Em Portugal, onde a influência do seu traço é visível num autor como Pedro Massano, especialmente no álbum Mataram-no Duas Vezes,  as histórias de Toppi chegaram através de revistas como Jacto e o Jornal do Cuto, que publicaram algumas histórias curtas e da Coleção A Descoberta do Mundo, da Larrousse, que a Dom Quixote editou em Portugal e em que o nome de Toppi aparece ao lado de ilustres compatriotas seus, como Buzzelli, Manara, ou Battaglia, e do português Eduardo Teixeira Coelho. A última aparição de Toppi em português, deu-se em 1999, no nº 8 da 2ª série da revista Selecções BD, com a história Algarve 1460, protagonizada pelo Infante Dom Henrique, enquadrada por um belo texto de João P. Boléo, que abordava a relação de Toppi com Portugal, que tinha visitado um ano antes de desenhar essa história. Curiosamente, a mesma revista preparava-se para iniciar a publicação de Sharaz’de, a peculiar adaptação das Mil e Uma Noites, que é um dos melhores trabalhos de Toppi, no preciso momento em que falência da editora Meribérica levou ao seu desaparecimento.

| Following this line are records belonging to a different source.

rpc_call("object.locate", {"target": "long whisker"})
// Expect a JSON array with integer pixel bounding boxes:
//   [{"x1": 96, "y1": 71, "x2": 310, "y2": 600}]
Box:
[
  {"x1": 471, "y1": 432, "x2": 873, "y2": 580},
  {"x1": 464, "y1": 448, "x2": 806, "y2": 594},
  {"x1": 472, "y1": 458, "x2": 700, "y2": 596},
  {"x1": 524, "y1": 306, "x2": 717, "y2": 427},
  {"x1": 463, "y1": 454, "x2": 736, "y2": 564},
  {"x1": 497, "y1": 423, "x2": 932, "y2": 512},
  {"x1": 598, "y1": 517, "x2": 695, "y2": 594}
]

Ficaram a perder os leitores portugueses. Os mesmos leitores que, nestas páginas têm finalmente direito a uma pequena amostra do imenso talento de Sergio Toppi, um desenhador, nas palavras de Dave McKean, “capaz de desenhar qualquer coisa e dar-lhe uma solidez e um sentido de movimento que a tornam ideal para contar histórias no formato da Banda Desenhada”.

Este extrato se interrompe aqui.